Delta seeks approval for talks with United, Northwest

A merger would create the biggest airline in the US eclipsing American Airlines.

— -- Executives at Delta Air Lines DAL Friday will seek board approval to launch detailed merger talks with United Airlines and Northwest Airlines.

Sources with knowledge of the proposal to the board confirmed that CEO Richard Anderson is seeking authority to start talks with the airlines because their route networks complement Delta's. The sources asked not to be identified because they're not authorized to speak publicly.

Chicago-based United UAUA and Minneapolis-based Northwest NWA are strong in the Midwest and West and across the Pacific. Atlanta-based Delta's is concentrated in the East and across the Atlantic.

If successful, a merger of No. 3 Delta, with No. 2 United or No. 5 Northwest, would produce the biggest airline in the USA, eclipsing Fort Worth-based American. It could also set off a chain reaction of consolidation among the USA's biggest air carriers.

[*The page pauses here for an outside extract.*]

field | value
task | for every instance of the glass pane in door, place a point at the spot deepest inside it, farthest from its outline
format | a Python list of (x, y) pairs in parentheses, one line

The online edition of The Wall Street Journal reported Thursday afternoon the Delta board proposal. Share prices soared, with United closing up 23.7% for the day; Northwest up 32.0%, and Delta up 18.2%.

Delta, Northwest and United declined to comment specifically on the board proposal or prospects for a merger. But Delta spokeswoman Betsy Talton said that Delta's board months ago established a special committee and hired advisers to explore strategic options, including a merger. United spokeswoman Jean Medina said her airline's position on "the need for consolidation" is well known.

Despite huge increases in fuel costs and intensifying competition from discounters, large U.S. airlines, since 9/11, have decided to combine operations only once: the America West-US Airways deal in 2005.

And prospects for a Delta merger now are far from certain. Calyon Securities' Ray Neidl noted that even if Delta's board gives its approval, "it's just permission to start formal talks. Nothing may come of it and they still would have to get regulatory blessing."

Airline mergers are unusually difficult because of federal scrutiny, labor union resistance and the industry's volatility. Delta emerged from Chapter 11 bankruptcy reorganization last year after rebuffing a $10 billion hostile takeover attempt by US Airways.

Former Delta CEO Gerald Grinstein, who opposed the merger, rallied employees with a "Keep Delta My Delta" campaign, and persuaded Delta's bankruptcy creditors to reject the deal.

Fuel is an airline's largest single expense, and the price of crude oil this month hit an all-time record of $100 a barrel. Consolidation could let airlines eliminate redundant airport hubs and overlapping routes, compete better against foreign carriers and raise fares.